Robert, instead of diving into the crap of far-left conspiracy theories, how about you acknowledge that Nixon cut the number of troops in Vietnam by almost 90%during his first term? Be a big man, and concede that you were wrong.

Steven said...

I've been a lifelong Republican and I have never held authoritarian beliefs and don't believe the party does either.

I'm not saying the Republican Party is authoritarian or all Republicans are authoritarian, any more than the second paragraph said the Democratic Party is totalitarian or all Democrats are totalitarian.

Rather, when you look at what party people with authoritarian beliefs are drawn to, the people who believe in obedience to an authority on the grounds that it is an authority, they tend to be drawn to the Republican Party.

And when you look at what party people with totalitarian beliefs are drawn to, the people who want to use the state to force other people to become "better", they tend to be drawn to the Democratic Party.

I personally don't support either approach, but if I have to choose the lesser of two evils, I choose authoritarians over the totalitarians.

This holds especially in the US, where the Constitution hold the key to legitimacy; there's only so authoritarian you can be in the US without willfully ignoring the text. But authoritarian regimes are generally more pleasant over time than totalitarian ones; Taiwan and South Korea, even before they made their democratic transitions, beat Cuba and North Korea hollow. Franco's authoritarian Spain was no paradise, but it was superior to totalitarian-held Poland. And so on.

Michael K said...

"Rather, when you look at what party people with authoritarian beliefs are drawn to, the people who believe in obedience to an authority on the grounds that it is an authority, they tend to be drawn to the Republican Party. "

You really need to get out more. This is a myth. Was Mussolini a Republican ? That's the best analogy for the Democratic Party right now. Hitler was too crazy but Hollywood was full of fans of Mussolini. He was in a movie with Lionel Barrymore.

Insufficiently Sensitive said...

Unsuprisingly, Fanlund doesn't follow up with any questions about whether authoritarianism ever manifests itself in Democratic Party politics or whether some people with the authoritarian personality trait ever feel drawn into the hopes and dreams of left-liberal projects.


Scratch a liberal, expose the totalitarian.

Insufficiently Sensitive said...

Back when there was some kind of poll which revealed that 1000 psychiatrists believed that Goldwater was too crazy to be President.

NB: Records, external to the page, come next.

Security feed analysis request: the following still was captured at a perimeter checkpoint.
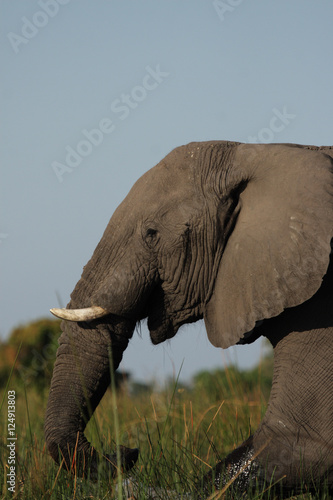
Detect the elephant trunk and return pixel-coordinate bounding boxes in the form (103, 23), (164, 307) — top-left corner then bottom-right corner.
(45, 315), (138, 474)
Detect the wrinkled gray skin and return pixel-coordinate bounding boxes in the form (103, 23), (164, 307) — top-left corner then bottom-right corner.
(45, 141), (333, 491)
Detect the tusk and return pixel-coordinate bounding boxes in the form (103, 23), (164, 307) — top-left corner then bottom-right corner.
(50, 306), (109, 321)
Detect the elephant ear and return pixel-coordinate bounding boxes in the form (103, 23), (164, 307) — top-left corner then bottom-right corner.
(204, 144), (333, 348)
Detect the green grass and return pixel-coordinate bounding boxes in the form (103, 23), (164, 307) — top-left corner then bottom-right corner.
(0, 370), (329, 500)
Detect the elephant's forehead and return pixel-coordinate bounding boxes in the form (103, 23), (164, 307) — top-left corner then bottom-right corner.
(125, 163), (195, 210)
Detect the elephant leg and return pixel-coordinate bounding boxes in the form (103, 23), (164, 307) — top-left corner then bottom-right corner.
(45, 323), (138, 475)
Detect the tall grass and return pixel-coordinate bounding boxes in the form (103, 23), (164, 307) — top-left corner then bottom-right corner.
(0, 364), (329, 500)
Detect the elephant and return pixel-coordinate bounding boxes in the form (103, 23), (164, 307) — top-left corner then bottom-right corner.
(45, 141), (333, 491)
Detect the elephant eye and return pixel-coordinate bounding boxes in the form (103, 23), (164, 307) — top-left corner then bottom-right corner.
(145, 227), (158, 248)
(146, 228), (157, 238)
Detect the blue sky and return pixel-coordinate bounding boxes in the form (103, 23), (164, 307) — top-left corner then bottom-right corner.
(0, 0), (333, 380)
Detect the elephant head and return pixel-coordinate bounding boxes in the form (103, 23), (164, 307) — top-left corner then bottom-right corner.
(45, 141), (333, 488)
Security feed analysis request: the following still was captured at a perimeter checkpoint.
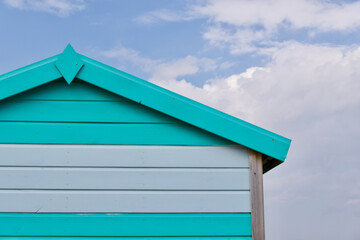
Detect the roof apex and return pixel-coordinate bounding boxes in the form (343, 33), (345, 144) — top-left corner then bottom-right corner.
(55, 43), (84, 84)
(0, 44), (291, 171)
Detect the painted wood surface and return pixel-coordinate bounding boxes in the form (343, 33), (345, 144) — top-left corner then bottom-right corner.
(77, 56), (291, 161)
(8, 79), (121, 102)
(0, 144), (251, 213)
(0, 45), (291, 161)
(0, 144), (249, 168)
(0, 236), (251, 240)
(0, 100), (183, 123)
(0, 190), (251, 213)
(0, 56), (62, 100)
(0, 122), (234, 145)
(0, 213), (251, 237)
(0, 167), (250, 190)
(249, 150), (265, 240)
(0, 236), (251, 240)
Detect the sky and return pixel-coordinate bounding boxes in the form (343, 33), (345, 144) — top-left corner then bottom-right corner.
(0, 0), (360, 240)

That poll was invented by the same ad agency that pictured Obama, surrounding guys in doctor costumes, hyping Obamacare.

Archie said...

"The upcoming civil war is awaiting only a rational basis for determining geographical divisions,the locations of the battle fields and the development of an alternate command and control structure."

There's a prediction of the future for you free gratis.